And the media knows this quite well. So beyond putting full effort into discrediting any potential GOP contender, I expect them to amplify this division in an effort to muddy the primary battles about to come. That’s why this bridgegate story has become the most important story of the week to the media. It’s a double dip. They finally get a lever to ding the unbelievably popular GOP governor in a blue state, but they also get to excite the conservative base and create more outrage than would organically be there.

The Democrat Controlled Media will pile on regardless.

The RINOs have sworn in the media to take down the tea party at all costs and they join in with the liberals in attacking us.

This is hard ball and I, for one, will not give Christie one iota of slack.

If the GOP Establishment thinks it doesn’t need the GOP Base, then they are on their own.

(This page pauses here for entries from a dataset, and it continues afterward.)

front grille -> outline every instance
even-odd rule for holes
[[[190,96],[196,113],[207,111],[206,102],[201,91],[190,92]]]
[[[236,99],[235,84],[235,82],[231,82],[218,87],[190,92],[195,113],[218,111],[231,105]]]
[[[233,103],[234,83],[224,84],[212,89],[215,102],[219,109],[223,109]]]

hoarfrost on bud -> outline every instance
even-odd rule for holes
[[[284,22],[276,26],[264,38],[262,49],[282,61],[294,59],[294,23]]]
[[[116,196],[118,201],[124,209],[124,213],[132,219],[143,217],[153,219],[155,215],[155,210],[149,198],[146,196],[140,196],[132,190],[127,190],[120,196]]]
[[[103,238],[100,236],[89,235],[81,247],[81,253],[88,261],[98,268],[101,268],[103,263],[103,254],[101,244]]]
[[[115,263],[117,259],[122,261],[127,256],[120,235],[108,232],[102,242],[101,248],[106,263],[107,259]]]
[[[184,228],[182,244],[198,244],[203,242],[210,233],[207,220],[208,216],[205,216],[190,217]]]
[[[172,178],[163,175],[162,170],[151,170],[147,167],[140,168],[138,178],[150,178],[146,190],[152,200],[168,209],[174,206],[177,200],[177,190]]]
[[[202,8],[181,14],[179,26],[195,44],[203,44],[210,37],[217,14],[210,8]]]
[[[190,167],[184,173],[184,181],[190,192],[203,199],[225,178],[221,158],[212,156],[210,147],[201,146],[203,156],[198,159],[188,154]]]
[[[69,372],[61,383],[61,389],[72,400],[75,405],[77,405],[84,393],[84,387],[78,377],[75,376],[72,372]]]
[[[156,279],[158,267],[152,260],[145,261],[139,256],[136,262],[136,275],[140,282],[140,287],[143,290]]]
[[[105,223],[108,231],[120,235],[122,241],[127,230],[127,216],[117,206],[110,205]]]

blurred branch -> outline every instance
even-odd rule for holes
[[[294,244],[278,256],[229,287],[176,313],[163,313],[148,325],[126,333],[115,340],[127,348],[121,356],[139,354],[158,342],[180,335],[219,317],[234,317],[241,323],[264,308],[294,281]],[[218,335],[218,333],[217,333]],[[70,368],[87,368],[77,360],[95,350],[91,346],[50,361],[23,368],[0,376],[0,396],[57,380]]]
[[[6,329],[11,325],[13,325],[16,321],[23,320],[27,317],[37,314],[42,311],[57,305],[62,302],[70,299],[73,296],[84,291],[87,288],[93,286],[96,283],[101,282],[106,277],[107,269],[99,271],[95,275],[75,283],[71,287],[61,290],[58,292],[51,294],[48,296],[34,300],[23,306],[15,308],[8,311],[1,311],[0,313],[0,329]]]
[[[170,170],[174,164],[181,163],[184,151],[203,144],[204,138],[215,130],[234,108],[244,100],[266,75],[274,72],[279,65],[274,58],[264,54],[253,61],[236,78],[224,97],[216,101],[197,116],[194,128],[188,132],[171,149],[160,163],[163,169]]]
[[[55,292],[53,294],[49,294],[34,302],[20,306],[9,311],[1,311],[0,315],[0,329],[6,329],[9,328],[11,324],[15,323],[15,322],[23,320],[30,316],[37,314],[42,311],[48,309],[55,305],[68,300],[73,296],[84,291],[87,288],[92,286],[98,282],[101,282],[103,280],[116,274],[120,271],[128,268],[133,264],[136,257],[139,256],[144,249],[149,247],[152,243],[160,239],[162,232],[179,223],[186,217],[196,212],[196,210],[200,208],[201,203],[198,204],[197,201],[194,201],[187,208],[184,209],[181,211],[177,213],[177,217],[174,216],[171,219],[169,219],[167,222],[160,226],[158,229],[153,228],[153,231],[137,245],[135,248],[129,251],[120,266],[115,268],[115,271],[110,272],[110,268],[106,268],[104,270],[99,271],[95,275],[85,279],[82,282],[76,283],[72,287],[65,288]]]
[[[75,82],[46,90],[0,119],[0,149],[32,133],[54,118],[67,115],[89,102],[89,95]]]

    Sure, the ‘Rat/media pig pile on Christie is just a warmup for the next popular ‘Ican potential candidate, but the ‘Icans are not organized, at this time, to do anything to prevent it. Let the yellow dog ‘Rats sharpen their teeth and claws on Christie to serve as a reminder to potential replacement frontrunners that there is a price to be paid for donning kneepads to deal wity ‘Rats, and to serve as a warning to the ‘Ican Party of the need for proactive public relations to counter the inevitable ‘Rat/media smears. G.W. Bush proved that silence in the face of a broadside doesn’t work. My country and Constitution trump any individual’s delusional desire for a New Tone.

Christie has attacked conservatives and worked with the left to their advantage. He is not one of ours and we should not go out of our way to defend him.

In fact, making him an example is a damn good idea – so conservatives should be piling on him. Hopefully the next so-called moderate Republican will reconsider the politics of collaboration with the left.

Note that this is something the left, from their side, has done to great success. There are Democrats who sound less liberal when running for office, but when they are needed the all invariably do whatever the left needs them to do – there are no longer any moderate Democrats…

I don’t like Christie. His positions on the 2nd Amendment and Islamic appeasement are enough to disqualify him from office in my view. But I’m watching this recent drama with clear-eyed appreciation for the lesson he is providing in media management — if Republicans would only watch and learn. Republicans operate under the self-crippling presumption of media power. But, in fact, the media is really a stupid and vicious horde spoiled with a power that exists mostly in their minds and the minds of their victims. Christie is the only Republican politician who knows the score on this count — or hints that he does. No, not even Cruz and Palin match Christie’s easy confidence around and occasional dismissiveness of the media’s presence and power.

I hope this scandal continues, because Christie, if he holds true to form, will continue to do damage to the media, and provide object lessons in how to handle them. They will suffer, not he.

But will Republicans learn? I doubt it. It’s not only about learning a lesson, it’s about being the kind of person American politics doesn’t produce any more — someone who is not afraid of the mob.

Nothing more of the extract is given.